E o pior é que Lula sabe que não é assim. Sabe que existem dezenas de coletivos judaicos que criticam abertamente o governo israelense. Sabe também que, desde 7 de outubro, lideranças comunitárias pedem audiência com ele em Brasília e que o Palácio do Planalto fecha a porta, se recusa a recebê-las. O mesmo presidente que se recusa a receber judeus brasileiros agora se dá ao luxo de dizer o que eles “deveriam” fazer.
A hipocrisia fica ainda mais evidente quando notamos a assimetria do raciocínio. Lula não sugeriu que os 60 mil palestinos que vivem no Brasil escrevessem uma carta ao Hamas pedindo a libertação dos 48 reféns que continuam sendo torturados em Gaza. E nem deveria, porque assim como os palestinos brasileiros não respondem pelo Hamas, os judeus brasileiros não respondem por Netanyahu.
Mas quando se trata de judeus, o peso da palavra é outro. “Matar mulheres e crianças”, acusou Lula, fazendo uso de uma das mais antigas caricaturas antissemitas da história, agora reciclada no horário nobre da televisão. A Conib respondeu de pronto, lembrando o óbvio: a comunidade judaica é plural e diversa.
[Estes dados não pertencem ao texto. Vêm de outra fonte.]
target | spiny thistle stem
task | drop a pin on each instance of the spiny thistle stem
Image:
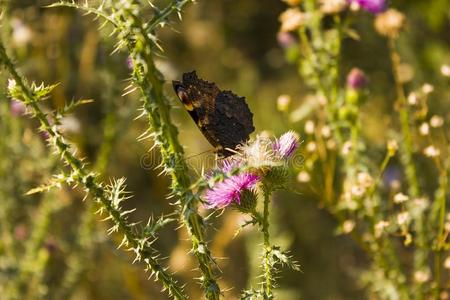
(150, 82)
(267, 261)
(142, 248)
(407, 149)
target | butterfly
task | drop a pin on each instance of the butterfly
(223, 117)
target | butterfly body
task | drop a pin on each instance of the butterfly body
(223, 117)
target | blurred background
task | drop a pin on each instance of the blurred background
(234, 44)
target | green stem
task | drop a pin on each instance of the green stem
(407, 144)
(85, 178)
(267, 262)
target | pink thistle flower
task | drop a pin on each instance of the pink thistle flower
(228, 191)
(286, 145)
(372, 6)
(229, 164)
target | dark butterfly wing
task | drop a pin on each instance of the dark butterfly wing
(223, 117)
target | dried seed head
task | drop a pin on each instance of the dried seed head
(390, 23)
(292, 2)
(292, 19)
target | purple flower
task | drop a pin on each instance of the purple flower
(285, 39)
(286, 145)
(17, 108)
(372, 6)
(229, 190)
(356, 79)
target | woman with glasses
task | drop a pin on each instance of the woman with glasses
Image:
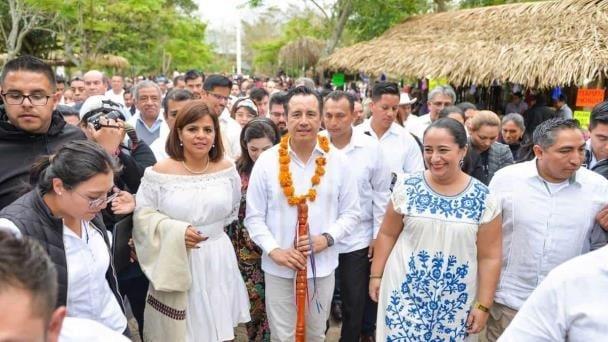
(243, 111)
(184, 202)
(257, 136)
(62, 213)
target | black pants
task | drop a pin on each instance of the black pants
(136, 290)
(353, 275)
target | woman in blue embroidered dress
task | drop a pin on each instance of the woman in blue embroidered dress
(438, 253)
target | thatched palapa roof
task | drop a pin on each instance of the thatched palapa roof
(538, 44)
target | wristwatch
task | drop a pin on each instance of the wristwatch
(330, 239)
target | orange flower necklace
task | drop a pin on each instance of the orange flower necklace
(286, 180)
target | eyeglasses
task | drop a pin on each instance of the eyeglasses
(218, 96)
(440, 104)
(14, 98)
(100, 201)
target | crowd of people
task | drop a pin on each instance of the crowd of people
(183, 198)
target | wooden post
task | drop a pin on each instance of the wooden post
(301, 278)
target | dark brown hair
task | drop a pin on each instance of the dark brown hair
(192, 112)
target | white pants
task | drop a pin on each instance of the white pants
(281, 308)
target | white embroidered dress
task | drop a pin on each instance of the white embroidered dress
(217, 299)
(430, 278)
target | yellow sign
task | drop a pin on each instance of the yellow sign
(589, 97)
(583, 118)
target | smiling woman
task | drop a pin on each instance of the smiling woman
(447, 225)
(185, 202)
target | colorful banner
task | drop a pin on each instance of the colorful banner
(337, 79)
(589, 97)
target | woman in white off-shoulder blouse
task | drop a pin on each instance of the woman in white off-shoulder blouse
(183, 204)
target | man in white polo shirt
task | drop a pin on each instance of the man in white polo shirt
(400, 149)
(305, 166)
(549, 207)
(373, 178)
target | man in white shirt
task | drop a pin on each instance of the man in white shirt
(116, 91)
(439, 98)
(28, 291)
(569, 305)
(271, 220)
(549, 207)
(216, 91)
(373, 178)
(148, 121)
(173, 102)
(400, 149)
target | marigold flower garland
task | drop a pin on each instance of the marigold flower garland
(286, 180)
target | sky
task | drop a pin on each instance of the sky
(221, 14)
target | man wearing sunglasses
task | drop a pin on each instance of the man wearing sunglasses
(29, 124)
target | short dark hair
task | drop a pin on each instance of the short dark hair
(454, 128)
(178, 78)
(176, 95)
(466, 106)
(25, 265)
(193, 111)
(192, 75)
(258, 94)
(277, 98)
(302, 91)
(217, 81)
(28, 63)
(255, 129)
(449, 110)
(59, 79)
(545, 134)
(76, 79)
(384, 88)
(338, 95)
(599, 115)
(74, 163)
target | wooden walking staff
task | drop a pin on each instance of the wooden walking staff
(301, 278)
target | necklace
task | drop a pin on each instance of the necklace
(196, 172)
(285, 178)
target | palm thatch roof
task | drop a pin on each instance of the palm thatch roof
(303, 52)
(538, 44)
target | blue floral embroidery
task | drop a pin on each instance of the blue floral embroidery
(426, 306)
(470, 205)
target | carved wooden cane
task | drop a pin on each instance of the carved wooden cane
(301, 278)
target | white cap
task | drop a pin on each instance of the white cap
(405, 99)
(99, 101)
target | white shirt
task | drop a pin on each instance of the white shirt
(158, 146)
(118, 98)
(272, 222)
(231, 135)
(79, 329)
(569, 305)
(373, 177)
(401, 151)
(418, 128)
(542, 229)
(412, 123)
(89, 295)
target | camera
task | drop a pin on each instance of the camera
(95, 119)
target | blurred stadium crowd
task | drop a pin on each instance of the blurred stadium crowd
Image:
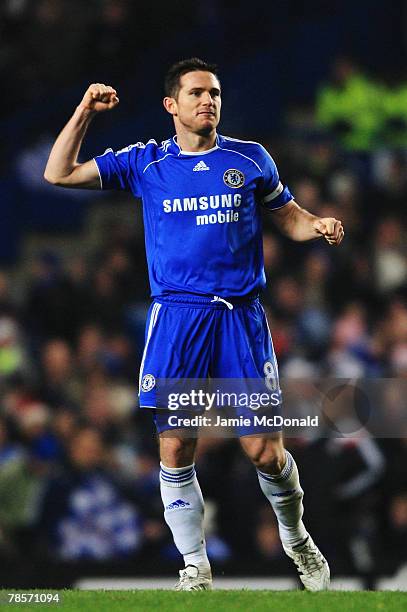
(78, 461)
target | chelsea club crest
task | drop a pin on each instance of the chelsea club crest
(233, 178)
(148, 382)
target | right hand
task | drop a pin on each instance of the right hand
(99, 98)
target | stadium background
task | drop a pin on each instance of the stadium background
(322, 86)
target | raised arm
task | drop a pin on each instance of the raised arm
(299, 224)
(62, 167)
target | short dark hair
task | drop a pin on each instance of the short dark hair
(174, 74)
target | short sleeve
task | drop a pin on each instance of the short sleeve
(274, 194)
(119, 169)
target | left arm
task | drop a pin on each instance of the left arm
(300, 225)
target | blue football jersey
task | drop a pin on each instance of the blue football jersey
(201, 212)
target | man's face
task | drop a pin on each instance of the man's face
(197, 106)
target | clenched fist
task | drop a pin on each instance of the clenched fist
(331, 229)
(99, 98)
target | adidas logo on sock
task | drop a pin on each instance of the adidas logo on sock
(201, 166)
(179, 503)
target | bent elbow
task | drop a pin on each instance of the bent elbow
(50, 178)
A Federação Israelita de São Paulo foi além: registrou “preocupação”. Uma palavra diplomática para o que, no fundo, é indignação.
A fala de Lula não vai melhorar em nada a situação dos palestinos em Gaza e nem as relações diplomáticas do Brasil com Israel. Não vai salvar vidas, não vai abrir corredores humanitários, não vai trazer de volta os reféns. Mas contribui, aqui dentro, para acirrar divisões, reforçar estigmas e incentivar o antissemitismo.
O Barão de Itararé já dizia: de onde nada se espera, é de lá que não sai nada mesmo. Mas, nesse caso, saiu. Saiu a verdade que o presidente tenta disfarçar: sua obsessão não é com Netanyahu, não é com o Hamas, não é sequer com a paz no Oriente Médio. Sua obsessão é com os judeus.